May 24, 2003

Politics and Policy

Christie Todd-Whitman resigned last week from her position as Administrator of the Environmental Protection Agency. I was surprised she didn't resign the first time that the rug was pulled out from under her in the first weeks of her tenure. She was in the middle of a lot of scraps, but I always felt that she worked to advance her agencies missions by constructing the best policies possible based on what we know about interactions between humans and the environment. This often means moving away from a problem rather than solving it outright. She did some things I didn't agree with, but given the current administrations complete lack of understanding of the value of a healthy environment, I think she as good a job as possibly could have been done. I admire the fact that she didn't throw in the towel on many of the occasions when she was blind sided.

This is in the context of a distinction between means and ends. Whitman kept the common good that her agency was charged with in mind as she worked the politics of advancing her agency's mission. I thinks this sets her apart from much of the maneuvering that goes on in our government today. It is not clear that politics has not become the ends rather than the means.

Begin Aside
A lot of the following comes from conversations I have been having with David Gilbert-Keith.
End Aside

I read a more recent article by Lindblom this week. He continues to think that incrementalism is basically a good idea, but he is a bit more concerned about how common good is protected in the policy process. He sketches a scenario of tension among competing groups as a means to seek common ground and as a platform for developing policy. The problem comes when one group gains an overwhelming majority (the tyranny of the majority). I read an article in The New Yorker that follows this theme in the context of a discussion of Karl Rove; it seems that some of The Federalist Papers were also concerned with balancing the influence of "interests."

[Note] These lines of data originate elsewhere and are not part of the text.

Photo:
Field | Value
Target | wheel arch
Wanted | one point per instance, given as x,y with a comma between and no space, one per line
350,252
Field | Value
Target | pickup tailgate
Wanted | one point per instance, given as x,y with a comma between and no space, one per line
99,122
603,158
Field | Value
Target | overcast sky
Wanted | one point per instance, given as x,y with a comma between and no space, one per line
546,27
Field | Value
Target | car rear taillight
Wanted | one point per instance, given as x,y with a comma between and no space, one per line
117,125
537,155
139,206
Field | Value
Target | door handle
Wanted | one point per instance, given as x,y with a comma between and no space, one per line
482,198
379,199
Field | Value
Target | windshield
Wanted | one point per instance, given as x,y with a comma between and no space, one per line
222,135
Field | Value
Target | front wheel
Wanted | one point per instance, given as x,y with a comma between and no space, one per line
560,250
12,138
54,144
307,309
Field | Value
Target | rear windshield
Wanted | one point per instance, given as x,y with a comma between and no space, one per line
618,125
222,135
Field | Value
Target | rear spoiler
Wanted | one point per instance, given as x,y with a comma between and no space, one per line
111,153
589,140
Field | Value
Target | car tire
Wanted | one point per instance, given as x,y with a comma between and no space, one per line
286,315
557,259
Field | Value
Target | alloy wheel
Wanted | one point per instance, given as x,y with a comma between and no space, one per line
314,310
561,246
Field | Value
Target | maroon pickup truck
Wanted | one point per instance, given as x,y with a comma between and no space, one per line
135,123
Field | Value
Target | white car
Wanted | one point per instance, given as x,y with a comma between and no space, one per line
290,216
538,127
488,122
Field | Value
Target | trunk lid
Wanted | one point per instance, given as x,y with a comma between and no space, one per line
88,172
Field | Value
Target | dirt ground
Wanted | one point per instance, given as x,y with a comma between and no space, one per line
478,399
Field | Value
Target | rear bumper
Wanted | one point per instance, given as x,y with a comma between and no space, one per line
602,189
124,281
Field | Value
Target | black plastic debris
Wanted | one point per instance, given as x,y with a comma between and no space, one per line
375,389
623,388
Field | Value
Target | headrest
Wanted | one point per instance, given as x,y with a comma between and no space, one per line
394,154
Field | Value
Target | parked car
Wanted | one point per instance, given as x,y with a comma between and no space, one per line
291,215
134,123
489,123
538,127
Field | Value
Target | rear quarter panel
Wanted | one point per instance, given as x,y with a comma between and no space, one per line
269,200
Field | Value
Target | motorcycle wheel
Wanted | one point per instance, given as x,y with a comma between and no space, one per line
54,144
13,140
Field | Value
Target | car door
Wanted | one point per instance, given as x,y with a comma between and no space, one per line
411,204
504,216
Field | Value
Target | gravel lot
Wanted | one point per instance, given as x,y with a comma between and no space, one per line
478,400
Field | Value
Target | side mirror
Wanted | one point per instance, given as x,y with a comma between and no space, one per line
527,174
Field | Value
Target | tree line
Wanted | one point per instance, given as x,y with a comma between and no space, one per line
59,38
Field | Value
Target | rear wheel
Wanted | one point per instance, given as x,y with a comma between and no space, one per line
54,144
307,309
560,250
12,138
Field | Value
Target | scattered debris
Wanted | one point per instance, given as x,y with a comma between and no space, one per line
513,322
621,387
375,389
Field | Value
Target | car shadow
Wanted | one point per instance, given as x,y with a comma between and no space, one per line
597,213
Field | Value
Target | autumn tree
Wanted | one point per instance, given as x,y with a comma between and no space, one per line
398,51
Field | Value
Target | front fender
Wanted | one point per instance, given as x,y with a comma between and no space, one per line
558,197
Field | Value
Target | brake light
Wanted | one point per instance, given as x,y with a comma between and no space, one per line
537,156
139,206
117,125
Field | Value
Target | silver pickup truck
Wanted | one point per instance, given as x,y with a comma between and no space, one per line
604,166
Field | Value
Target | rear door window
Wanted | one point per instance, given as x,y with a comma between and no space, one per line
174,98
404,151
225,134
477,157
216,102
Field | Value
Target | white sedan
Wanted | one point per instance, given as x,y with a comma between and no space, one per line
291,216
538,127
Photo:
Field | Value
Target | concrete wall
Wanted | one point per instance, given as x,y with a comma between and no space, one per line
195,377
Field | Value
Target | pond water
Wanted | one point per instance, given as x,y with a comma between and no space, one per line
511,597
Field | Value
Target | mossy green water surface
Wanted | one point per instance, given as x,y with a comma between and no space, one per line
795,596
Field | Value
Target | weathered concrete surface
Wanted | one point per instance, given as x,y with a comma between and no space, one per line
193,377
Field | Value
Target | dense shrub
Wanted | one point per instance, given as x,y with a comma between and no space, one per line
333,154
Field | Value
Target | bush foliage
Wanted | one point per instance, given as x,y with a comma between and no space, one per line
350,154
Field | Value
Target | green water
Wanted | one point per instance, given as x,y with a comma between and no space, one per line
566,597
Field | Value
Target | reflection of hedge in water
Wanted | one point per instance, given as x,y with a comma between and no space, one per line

My question / concern is "How do we design policy processes that avoid tyrannies of interests?" As a member of an elite, it is not hard for me to entertain the value of a technocracy. As a liberal intellectual, I wonder how my far my ideas of societal good should be pressed in a highly heterogeneous society. We can no longer solve problems of difference by moving the frontier a little further west. We have reached the edges and are now filling in.

If we are going to be successful at managing Earth systems, then we will have to find ways to make trade-offs among competing interests. In building the necessary processes we will need to be careful the ends remain a healthy planet and that they don't contract to focus on strengthening the political power of "interests."